Now, watching and playing the game at Ubisoft's 2008 Paris conference, that position is getting pretty impossible to maintain. Far Cry 2 isn't just looking like a good FPS - it's looking like a great one, and a genuinely ambitious and intelligent attempt to take the style that Far Cry invented somewhere new.
That begins with the setting: an anyonymous central African state being torn apart by a brutal war between scavenging mercenary forces. Gone is Far Cry's tropical island paradise, the green palms and sapphire waters. In its place we have dusty plains, bleak desert landscapes, muddy creeks, jagged mountains and the long grasses of the savannah.

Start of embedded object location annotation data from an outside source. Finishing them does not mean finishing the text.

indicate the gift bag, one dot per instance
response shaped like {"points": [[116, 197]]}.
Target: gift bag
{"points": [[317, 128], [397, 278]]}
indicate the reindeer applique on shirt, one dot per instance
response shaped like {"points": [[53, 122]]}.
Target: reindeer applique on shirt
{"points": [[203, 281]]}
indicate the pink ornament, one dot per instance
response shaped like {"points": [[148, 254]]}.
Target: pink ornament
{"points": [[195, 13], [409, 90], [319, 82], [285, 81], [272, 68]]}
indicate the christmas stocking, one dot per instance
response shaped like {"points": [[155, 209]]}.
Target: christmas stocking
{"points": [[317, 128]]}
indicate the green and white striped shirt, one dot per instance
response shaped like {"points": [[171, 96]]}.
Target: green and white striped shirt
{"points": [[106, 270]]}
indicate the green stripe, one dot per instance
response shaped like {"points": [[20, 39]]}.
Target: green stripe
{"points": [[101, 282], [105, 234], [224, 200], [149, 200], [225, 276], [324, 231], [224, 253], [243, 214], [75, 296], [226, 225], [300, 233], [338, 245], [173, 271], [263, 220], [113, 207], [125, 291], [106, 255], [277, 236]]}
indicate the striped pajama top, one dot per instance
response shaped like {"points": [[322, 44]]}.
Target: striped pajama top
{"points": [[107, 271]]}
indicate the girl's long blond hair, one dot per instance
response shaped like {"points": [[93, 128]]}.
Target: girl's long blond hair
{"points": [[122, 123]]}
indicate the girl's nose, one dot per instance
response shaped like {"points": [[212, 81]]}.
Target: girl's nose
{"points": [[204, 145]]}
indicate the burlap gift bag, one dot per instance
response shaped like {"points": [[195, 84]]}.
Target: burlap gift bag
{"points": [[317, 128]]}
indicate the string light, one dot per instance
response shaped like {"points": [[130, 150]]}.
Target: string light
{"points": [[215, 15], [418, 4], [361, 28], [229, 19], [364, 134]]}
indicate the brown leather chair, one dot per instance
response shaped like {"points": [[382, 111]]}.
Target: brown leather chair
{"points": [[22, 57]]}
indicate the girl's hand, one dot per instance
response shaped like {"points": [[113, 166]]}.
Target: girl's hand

The surprise is how beautifully all this has been rendered, coming frighteningly close to Crysis in terms of the quality and detail of the light, the vegetation and the shadows. Like Crytek's PC graphics benchmark, Far Cry 2 can be uncannily realistic. When one of the developers speeds up the game's four-hour cycle of day and night and the landcape shifts from mellow golds to fierce reds to soft blues, you can almost feel the change in temperature, smell the dust. Console owners won't have seen anything like it.
Just as impressive is the fact that this is a totally open world. The game loads and you have a full 50 square kilometres of land to explore, on foot, on wheels or dangling from a glider. The aim is to put you in this world and not take you out of it. Switch to the map and you'll see your hand raise it into vision. Use a health item and you'll watch as the syringe is plunged into your arm or you quickly dig the bullet from your foot.